📝 Executive Summary
Yield-bearing stablecoin supply fell 15% in Q2 as sUSDe and sUSDS contracted, while Treasury-backed products including BUIDL, USYC and USDY continued to grow.
Yield-bearing stablecoin supply fell 15% in the second quarter, breaking a three-year streak of growth, as crypto-native products like sUSDe lost ground to tokenized Treasury funds such as BlackRock's BUIDL.

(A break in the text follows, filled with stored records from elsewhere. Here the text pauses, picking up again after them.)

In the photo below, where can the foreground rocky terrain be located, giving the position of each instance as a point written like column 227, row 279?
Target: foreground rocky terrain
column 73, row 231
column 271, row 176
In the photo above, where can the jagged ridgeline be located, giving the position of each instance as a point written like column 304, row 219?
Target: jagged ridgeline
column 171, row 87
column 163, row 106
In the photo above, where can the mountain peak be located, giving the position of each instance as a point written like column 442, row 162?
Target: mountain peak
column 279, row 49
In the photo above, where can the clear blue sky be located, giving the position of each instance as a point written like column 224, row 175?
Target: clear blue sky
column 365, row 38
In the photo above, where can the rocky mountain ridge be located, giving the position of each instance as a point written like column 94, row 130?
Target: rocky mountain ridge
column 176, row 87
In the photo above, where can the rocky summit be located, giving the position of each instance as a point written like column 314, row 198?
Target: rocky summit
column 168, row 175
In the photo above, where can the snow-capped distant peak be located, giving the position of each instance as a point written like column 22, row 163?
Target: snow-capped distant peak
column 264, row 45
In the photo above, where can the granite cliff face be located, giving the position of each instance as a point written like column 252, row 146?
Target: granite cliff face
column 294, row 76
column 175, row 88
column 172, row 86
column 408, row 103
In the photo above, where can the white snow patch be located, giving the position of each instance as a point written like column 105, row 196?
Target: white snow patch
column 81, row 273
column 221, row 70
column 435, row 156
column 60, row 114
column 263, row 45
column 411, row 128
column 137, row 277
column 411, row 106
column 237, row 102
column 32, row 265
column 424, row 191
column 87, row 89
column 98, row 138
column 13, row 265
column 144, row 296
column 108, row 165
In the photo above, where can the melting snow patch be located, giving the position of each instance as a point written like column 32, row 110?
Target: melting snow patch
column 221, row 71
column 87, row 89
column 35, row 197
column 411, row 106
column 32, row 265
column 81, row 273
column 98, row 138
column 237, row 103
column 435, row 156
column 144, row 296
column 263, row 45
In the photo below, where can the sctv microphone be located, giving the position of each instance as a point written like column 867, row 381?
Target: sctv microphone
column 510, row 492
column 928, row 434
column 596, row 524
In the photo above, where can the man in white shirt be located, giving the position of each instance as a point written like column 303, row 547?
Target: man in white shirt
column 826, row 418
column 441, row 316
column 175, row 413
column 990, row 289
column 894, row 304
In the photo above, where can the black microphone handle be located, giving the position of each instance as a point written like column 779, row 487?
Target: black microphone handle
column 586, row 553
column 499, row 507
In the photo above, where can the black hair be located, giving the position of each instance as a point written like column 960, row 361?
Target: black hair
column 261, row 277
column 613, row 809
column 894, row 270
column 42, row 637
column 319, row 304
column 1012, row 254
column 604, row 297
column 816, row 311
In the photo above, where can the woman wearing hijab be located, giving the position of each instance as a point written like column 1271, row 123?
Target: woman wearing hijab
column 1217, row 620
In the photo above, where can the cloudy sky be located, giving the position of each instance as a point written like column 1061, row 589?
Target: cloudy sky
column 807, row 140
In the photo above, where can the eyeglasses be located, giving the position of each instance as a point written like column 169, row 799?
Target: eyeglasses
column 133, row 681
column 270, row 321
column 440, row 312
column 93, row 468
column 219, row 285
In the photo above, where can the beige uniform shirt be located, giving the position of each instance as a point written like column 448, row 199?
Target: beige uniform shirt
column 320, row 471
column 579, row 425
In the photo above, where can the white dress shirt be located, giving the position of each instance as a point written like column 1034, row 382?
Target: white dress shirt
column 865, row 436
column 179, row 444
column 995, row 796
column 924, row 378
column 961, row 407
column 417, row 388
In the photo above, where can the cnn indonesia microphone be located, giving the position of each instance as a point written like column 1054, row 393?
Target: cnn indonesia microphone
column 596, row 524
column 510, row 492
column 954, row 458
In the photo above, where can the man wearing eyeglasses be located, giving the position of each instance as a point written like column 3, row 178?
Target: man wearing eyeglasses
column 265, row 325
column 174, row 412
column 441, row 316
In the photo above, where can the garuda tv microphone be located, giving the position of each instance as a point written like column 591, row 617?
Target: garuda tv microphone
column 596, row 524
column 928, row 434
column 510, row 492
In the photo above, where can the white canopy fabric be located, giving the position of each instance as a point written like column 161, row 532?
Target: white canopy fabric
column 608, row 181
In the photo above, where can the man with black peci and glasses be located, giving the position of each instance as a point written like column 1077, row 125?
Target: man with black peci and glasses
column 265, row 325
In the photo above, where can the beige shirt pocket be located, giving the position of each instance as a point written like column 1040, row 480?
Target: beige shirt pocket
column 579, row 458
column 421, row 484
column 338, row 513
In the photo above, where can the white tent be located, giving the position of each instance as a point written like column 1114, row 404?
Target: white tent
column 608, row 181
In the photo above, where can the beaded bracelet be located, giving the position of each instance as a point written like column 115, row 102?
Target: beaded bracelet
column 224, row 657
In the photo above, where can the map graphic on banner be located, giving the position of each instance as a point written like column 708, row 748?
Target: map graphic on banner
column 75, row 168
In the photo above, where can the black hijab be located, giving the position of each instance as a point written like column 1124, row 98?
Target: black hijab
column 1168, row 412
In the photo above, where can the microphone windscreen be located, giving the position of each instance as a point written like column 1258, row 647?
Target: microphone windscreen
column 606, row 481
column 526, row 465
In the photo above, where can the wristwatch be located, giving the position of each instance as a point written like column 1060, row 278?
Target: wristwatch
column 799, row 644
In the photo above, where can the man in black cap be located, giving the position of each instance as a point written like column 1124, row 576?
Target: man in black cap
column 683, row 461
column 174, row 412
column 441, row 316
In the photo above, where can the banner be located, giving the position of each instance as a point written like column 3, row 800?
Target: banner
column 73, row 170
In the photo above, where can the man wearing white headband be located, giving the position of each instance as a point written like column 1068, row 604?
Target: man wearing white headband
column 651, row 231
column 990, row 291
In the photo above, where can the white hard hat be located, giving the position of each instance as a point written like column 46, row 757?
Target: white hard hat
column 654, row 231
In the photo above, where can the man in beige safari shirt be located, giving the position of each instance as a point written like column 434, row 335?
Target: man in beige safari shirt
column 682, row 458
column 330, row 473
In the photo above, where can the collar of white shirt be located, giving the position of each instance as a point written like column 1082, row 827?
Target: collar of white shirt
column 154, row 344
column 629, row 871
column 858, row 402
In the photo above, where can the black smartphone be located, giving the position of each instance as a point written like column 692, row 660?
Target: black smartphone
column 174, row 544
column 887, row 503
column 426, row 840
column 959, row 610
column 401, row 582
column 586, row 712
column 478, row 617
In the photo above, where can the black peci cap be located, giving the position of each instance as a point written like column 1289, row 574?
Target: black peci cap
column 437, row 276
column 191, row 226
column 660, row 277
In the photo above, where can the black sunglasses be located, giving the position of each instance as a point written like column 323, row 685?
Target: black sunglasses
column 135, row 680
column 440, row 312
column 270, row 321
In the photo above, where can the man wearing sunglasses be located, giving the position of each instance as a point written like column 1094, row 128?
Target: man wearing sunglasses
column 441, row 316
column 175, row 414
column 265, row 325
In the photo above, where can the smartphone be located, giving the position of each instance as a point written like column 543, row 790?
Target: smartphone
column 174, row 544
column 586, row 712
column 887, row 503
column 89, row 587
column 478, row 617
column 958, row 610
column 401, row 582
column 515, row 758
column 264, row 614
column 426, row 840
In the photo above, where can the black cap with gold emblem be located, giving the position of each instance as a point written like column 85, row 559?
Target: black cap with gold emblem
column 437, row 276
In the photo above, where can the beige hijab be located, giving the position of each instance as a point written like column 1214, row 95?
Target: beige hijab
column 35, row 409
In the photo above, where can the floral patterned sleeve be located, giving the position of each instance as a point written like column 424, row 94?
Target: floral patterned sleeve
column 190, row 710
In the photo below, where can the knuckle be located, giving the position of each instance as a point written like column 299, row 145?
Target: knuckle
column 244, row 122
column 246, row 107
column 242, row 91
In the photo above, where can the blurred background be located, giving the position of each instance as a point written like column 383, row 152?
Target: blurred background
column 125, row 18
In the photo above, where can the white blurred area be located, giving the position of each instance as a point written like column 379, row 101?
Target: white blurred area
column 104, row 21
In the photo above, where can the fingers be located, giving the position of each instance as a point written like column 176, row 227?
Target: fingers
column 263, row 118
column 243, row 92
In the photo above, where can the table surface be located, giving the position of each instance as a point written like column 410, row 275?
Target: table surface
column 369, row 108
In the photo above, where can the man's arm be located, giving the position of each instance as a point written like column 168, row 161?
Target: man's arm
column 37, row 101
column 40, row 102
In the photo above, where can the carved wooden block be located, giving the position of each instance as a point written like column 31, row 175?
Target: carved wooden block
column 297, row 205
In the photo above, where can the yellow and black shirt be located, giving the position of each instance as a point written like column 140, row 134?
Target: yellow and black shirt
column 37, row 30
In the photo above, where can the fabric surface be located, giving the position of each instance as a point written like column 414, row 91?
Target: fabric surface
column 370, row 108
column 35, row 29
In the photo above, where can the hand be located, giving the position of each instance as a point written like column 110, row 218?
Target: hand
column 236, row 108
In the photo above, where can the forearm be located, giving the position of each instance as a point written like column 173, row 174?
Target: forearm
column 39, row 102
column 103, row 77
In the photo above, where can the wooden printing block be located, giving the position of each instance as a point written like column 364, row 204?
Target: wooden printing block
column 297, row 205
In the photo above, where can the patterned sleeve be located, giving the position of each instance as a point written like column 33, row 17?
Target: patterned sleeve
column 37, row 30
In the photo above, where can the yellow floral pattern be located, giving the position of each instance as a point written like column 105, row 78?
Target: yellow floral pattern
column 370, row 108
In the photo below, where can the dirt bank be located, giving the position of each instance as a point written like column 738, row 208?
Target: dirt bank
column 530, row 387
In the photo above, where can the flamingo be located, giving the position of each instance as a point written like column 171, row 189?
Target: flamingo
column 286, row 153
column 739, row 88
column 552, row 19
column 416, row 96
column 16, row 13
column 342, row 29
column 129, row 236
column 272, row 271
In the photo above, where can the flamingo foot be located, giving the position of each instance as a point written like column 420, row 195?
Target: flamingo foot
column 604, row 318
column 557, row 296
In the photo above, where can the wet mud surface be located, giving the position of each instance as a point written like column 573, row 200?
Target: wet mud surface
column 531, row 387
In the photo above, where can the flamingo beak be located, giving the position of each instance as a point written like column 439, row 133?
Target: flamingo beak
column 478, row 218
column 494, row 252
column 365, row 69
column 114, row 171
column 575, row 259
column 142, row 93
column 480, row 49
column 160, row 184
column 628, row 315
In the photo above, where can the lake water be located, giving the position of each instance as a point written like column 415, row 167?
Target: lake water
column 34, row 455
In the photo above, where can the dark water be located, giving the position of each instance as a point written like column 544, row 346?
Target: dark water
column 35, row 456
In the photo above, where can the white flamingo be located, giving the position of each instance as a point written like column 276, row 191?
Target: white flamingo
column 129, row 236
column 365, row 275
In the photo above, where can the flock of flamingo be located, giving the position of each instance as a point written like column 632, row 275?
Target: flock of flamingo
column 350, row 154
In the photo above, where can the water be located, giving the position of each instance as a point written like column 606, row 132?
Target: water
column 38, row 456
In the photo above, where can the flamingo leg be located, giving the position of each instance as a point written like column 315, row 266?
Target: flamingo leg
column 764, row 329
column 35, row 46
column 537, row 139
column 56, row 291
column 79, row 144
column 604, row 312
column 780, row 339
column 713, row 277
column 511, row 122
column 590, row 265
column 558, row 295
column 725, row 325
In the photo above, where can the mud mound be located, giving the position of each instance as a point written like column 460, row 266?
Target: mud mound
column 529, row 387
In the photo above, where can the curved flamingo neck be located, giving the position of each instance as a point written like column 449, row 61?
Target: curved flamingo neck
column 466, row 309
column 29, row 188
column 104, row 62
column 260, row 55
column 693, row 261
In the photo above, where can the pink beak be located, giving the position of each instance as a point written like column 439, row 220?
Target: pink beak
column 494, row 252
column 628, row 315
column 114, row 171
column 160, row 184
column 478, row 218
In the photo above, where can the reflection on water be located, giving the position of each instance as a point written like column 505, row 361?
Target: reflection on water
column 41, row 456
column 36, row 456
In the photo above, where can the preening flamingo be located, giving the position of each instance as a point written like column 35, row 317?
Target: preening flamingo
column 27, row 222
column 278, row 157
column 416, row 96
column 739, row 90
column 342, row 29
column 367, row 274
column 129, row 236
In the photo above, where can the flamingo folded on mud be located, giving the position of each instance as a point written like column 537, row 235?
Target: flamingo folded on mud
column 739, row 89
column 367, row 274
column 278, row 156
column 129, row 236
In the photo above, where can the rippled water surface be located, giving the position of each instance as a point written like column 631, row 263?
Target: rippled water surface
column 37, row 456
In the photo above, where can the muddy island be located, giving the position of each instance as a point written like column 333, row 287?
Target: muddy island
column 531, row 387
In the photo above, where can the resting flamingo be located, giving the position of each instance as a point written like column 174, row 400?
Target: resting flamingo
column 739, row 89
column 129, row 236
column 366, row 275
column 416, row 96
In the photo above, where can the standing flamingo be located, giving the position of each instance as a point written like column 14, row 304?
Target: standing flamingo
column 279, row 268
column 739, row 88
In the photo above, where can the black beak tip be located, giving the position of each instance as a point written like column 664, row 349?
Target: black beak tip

BlackRock's BUIDL token, a Treasury-backed product, continued to grow in Q2, reflecting investor preference for regulated, real-world yield.
BUIDL offers yield backed by U.S. Treasuries, attracting capital from investors seeking safer, regulated returns compared to volatile crypto-native yields.
It may signal a shift away from DeFi-native yield products toward tokenized traditional finance, potentially reducing liquidity in decentralized lending protocols.
sUSDe supply contracted as part of a 15% quarterly decline in yield-bearing stablecoins, according to the article.
The article does not specify a cause, but it was part of a broader 15% drop in yield-bearing stablecoin supply, possibly due to competition from Treasury-backed tokens and shifting investor preferences.
Supply contraction alone does not indicate a depeg event. sUSDe maintains its $1 peg through Ethena's arbitrage mechanism, and the article does not mention any deviation.
sUSDS also contracted, contributing to the 15% supply drop in yield-bearing stablecoins.
The article does not explicitly link the decline to Sky's restructuring, but it notes the contraction happened alongside the broader yield-bearing stablecoin slowdown.
Yes, if the Sky protocol introduces new incentives or if market conditions shift back toward crypto-native yields, but the article suggests the current trend favors Treasury-backed products.
Hashnote's USYC, a Treasury-backed token, saw continued supply growth in Q2, as per the article.
USYC is backed by U.S. Treasury securities, and its yield comes from the interest on those underlying assets, passed through to token holders.
Sustainability depends on continued demand for regulated yield products and competitive yields versus other offerings; the article implies current demand is strong.
Ondo's USDY, another tokenized yield product backed by Treasuries, maintained growth in Q2.
USDY is backed by short-term U.S. Treasuries and bank deposits, offering a more traditional, lower-risk yield compared to crypto-native mechanisms like delta-hedging.
Access depends on jurisdiction and platform availability; some tokenized products have restrictions, but Ondo aims to broaden distribution.
Yield-bearing stablecoin supply fell 15% in Q2 as sUSDe and sUSDS contracted, while Treasury-backed products including BUIDL, USYC and USDY continued to grow.
The article does not pinpoint a single cause but notes that crypto-native products like sUSDe and sUSDS contracted while Treasury-backed tokens grew, suggesting a rotation toward regulated, real-world yield options.
BlackRock's BUIDL, Hashnote's USYC, and Ondo's USDY continued to see supply growth, driven by their backing of U.S. Treasuries.
The slowdown in crypto-native yield-bearing stablecoins may signal a maturation where investors favor institutional-grade, collateralized products, potentially reducing yields from decentralized finance protocols.